BIG-IP 8800プラットフォームは、10Gbpsのアプリケーション配信を可能にするBIG-IPの最上位機種となる新製品。最新アーキテクチャを搭載することで、大容量のトラフィック環境に対応できるパフォーマンスとスケーラビリティを実現。年内に発表が予定されているシャーシ型モデルへのマイルストーンとなる。
最大の特長は、マルチプロセッサ、マルチコアに対応し、プロセッサの数やコア数に比例した処理能力を実現できる新しいアーキテクチャ「クラスタリングマルチプロセシング(CMP)」を搭載したこと。CMPの採用とTMOSにより、より効率的なアプリケーションデリバリネットワーキング環境を実現できる。
F5 Networksのプロダクトマネージメント担当ディレクターであるJason Needham氏は、「競合他社の製品に比べ、2倍以上のパフォーマンスを提供できる」と胸を張る。また、F5ネットワークスジャパンのシニアプロダクトマーケティングマネジャーである武堂貴宏氏は、「筐体はBIG-IP 8400と同じだが、内部的には全く違う製品だ」と話している。
たとえば、アドウェア企業であるZangoでは、3台のBIG-IP 6400で行っていた処理を、1台のBIG-IP 8800に移行することで、レイヤ7でのトラフィック処理機能を活用しながらゲーム、ビデオをはじめとするダウンロード用コンテンツが必要とする十分なスループットを実現したという。
一方、BIG-IP v9.4は、管理ドメインの採用や信頼性を追求したアプリケーションモニタの追加、オペレーションの効率化などが特長の最新ソフトウェア。管理ドメインの採用により、アプリケーション、ビジネスユニットごとに権限を分割できるほか、オブジェクト、キャッシュ、圧縮、SSLなどのリソースの仮想化が可能。運用管理の効率化を実現できる。
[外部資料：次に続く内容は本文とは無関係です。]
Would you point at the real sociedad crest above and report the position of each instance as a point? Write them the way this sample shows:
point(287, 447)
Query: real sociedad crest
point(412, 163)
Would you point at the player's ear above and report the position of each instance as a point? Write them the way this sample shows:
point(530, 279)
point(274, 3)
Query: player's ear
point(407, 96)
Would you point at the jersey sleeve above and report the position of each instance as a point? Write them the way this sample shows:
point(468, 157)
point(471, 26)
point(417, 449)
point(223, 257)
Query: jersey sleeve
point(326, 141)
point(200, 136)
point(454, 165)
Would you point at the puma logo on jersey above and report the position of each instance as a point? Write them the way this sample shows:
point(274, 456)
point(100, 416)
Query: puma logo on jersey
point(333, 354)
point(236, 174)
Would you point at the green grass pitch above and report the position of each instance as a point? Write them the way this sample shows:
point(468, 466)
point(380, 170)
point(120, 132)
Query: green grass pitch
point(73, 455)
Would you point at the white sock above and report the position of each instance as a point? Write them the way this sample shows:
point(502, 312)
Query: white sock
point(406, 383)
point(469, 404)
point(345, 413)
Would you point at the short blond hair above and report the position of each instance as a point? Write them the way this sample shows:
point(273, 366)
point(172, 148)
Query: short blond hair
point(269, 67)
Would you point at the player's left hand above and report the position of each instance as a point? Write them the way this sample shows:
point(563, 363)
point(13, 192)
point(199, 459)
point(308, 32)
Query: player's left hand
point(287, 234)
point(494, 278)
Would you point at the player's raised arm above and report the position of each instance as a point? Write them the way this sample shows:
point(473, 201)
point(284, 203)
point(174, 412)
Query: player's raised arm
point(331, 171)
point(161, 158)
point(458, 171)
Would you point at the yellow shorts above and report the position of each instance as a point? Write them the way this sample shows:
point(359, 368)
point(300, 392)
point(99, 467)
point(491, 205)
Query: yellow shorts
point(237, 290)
また、IBM WebSphereモニタ(SASP)やファイルサーバモニタ(SMB)、パッシブモニタなどで構成されるアプリケーションモニタの追加により、アプリケーションアップタイムが向上できるほか、TMOSとiRules、DevCentralで実現していた各種機能をテンプレート化することで、操作性を大幅に向上している。
さらに、WebAcceleratorモジュールは、ダイナミックなキャッシング技術により、ウェブアプリケーションを高速化するための機能を提供するもの。TMOS上に統合されることで、新たにハードウェアを導入することなく機能拡張が可能。JavaAppletなどをブラウザにプラグインすることなく、変更対象の項目だけリフレッシュされる「インテリジェント・ブラウザ・リファレンシング(IBR)」などの搭載で、ウェブアプリケーションの高速化を実現できる。
BIG-IP v9.4およびWebAccelerator モジュールは同日より発売を開始。BIG-IP 8800プラットフォームは2007年夏ごろに国内販売を予定している。WebAcceleratorモジュールはオプションでBIG-IP 6400以上の機種に搭載可能。なお、保守契約を持つF5製品の既存顧客は、追加料金なしでBIG-IP v9.4にアップグレードできる。